Alexandra felt that he would like to know there had been a man of his kin whom he could admire. She knew that Emil was ashamed of Lou and Oscar, because they were bigoted and self-satisfied. He never said much about them, but she could feel his disgust. His brothers had shown their disapproval of him ever since he first went away to school. The only thing that would have satisfied them would have been his failure at the University. As it was, they resented every change in his speech, in his dress, in his point of view; though the latter they had to conjecture, for Emil avoided talking to them about any but family matters. All his interests they treated as affectations.
Alexandra took up her sewing again. "I can remember father when he was quite a young man. He belonged to some kind of a musical society, a male chorus, in Stockholm.
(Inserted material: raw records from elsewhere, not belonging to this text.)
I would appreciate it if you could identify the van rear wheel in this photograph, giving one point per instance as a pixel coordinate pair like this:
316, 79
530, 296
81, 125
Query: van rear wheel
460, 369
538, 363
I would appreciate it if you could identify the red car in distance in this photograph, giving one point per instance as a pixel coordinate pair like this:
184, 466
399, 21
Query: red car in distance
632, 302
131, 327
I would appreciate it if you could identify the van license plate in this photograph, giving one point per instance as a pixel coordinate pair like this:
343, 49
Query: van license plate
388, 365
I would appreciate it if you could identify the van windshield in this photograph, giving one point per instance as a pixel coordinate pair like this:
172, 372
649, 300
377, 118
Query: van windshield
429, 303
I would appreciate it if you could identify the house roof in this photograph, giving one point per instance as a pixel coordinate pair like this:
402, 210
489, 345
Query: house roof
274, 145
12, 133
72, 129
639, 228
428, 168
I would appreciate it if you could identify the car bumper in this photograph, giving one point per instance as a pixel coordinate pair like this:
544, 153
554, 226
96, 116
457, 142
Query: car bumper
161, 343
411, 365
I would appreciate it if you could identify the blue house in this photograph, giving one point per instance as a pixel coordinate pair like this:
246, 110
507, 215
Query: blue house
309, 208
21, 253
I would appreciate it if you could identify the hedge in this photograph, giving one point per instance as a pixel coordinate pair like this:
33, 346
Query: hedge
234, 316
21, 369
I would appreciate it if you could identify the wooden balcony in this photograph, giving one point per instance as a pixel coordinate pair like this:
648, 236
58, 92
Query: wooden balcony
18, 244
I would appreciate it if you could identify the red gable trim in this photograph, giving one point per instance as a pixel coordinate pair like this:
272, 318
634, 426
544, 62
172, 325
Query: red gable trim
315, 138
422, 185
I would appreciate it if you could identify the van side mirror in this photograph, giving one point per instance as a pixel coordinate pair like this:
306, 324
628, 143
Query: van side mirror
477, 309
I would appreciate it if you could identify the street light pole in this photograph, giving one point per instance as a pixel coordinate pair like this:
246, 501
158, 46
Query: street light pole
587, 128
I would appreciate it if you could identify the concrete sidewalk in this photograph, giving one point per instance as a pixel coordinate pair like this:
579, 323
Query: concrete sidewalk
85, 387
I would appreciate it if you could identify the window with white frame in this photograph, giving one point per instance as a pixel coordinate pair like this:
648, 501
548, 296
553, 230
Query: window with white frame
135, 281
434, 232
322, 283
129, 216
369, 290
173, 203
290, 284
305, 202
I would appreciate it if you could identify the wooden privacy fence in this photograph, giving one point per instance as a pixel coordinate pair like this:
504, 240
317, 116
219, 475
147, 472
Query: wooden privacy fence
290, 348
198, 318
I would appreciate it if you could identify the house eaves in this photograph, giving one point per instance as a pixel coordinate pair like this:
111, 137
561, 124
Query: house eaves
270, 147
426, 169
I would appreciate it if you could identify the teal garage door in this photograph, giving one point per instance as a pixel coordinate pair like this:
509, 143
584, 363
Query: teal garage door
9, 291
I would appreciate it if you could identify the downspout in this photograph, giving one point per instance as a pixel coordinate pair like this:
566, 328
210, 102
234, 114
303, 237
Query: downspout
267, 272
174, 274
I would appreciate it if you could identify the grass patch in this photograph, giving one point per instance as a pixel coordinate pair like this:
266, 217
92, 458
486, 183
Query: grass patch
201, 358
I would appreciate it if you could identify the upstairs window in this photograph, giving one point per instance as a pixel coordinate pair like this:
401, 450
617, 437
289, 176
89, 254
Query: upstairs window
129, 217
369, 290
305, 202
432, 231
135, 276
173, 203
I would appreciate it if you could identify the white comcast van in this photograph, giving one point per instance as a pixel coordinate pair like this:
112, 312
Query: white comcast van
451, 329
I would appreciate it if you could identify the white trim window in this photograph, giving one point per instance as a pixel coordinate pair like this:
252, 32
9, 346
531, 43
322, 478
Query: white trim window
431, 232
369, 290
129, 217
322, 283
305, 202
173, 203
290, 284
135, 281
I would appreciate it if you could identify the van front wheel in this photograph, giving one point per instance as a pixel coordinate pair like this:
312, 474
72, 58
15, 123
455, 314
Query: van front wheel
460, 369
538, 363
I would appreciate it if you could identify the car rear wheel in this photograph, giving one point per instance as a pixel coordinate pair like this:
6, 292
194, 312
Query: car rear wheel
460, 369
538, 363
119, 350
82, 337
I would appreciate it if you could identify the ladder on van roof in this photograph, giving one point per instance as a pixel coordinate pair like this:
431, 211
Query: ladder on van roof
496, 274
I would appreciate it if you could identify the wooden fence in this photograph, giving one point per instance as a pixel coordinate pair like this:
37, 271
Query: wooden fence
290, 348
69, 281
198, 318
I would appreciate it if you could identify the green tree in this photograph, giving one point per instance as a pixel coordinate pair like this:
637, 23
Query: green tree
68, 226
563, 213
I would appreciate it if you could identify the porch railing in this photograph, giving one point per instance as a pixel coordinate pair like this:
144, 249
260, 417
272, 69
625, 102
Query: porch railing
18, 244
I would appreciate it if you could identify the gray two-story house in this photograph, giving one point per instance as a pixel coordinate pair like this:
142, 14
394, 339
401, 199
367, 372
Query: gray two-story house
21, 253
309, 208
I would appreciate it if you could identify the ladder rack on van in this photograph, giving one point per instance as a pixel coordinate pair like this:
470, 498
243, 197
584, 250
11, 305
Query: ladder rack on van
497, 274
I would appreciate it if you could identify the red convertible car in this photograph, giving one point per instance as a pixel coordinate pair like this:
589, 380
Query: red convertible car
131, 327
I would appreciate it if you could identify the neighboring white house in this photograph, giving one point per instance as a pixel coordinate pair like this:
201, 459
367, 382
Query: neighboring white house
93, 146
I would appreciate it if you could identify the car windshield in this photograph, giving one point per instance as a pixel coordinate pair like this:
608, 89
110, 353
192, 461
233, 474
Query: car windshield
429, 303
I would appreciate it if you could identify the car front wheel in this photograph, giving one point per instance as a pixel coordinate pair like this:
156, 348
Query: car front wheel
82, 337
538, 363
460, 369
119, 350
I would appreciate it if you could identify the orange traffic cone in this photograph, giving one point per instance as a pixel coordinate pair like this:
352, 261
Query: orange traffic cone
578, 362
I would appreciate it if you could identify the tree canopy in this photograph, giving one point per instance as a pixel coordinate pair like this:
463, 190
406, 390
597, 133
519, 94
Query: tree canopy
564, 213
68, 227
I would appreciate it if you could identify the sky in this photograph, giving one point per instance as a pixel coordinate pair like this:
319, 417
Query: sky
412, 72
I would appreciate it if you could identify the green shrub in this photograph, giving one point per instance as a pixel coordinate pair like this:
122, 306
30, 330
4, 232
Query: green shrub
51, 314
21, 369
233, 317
I can remember going with mother to hear them sing. There must have been a hundred of them, and they all wore long black coats and white neck-ties. I was used to seeing father in a blue coat, a sort of jacket, and when I recognised him on the platform, I was very proud. Do you remember that Swedish song he taught you, about the ship boy?"
"Yes. I used to sing it to the Mexicans. They liked anything different." Emil paused. "Father had a hard fight here, didn't he?" he added thoughtfully.
"Yes, and he died in a dark time. Still, he had hope. He believed in the land."
"And in you, I guess," Emil said to himself. There was another period of silence; that warm, friendly silence, full of perfect understanding, in which Emil and Alexandra had spent many of their happiest half-hours.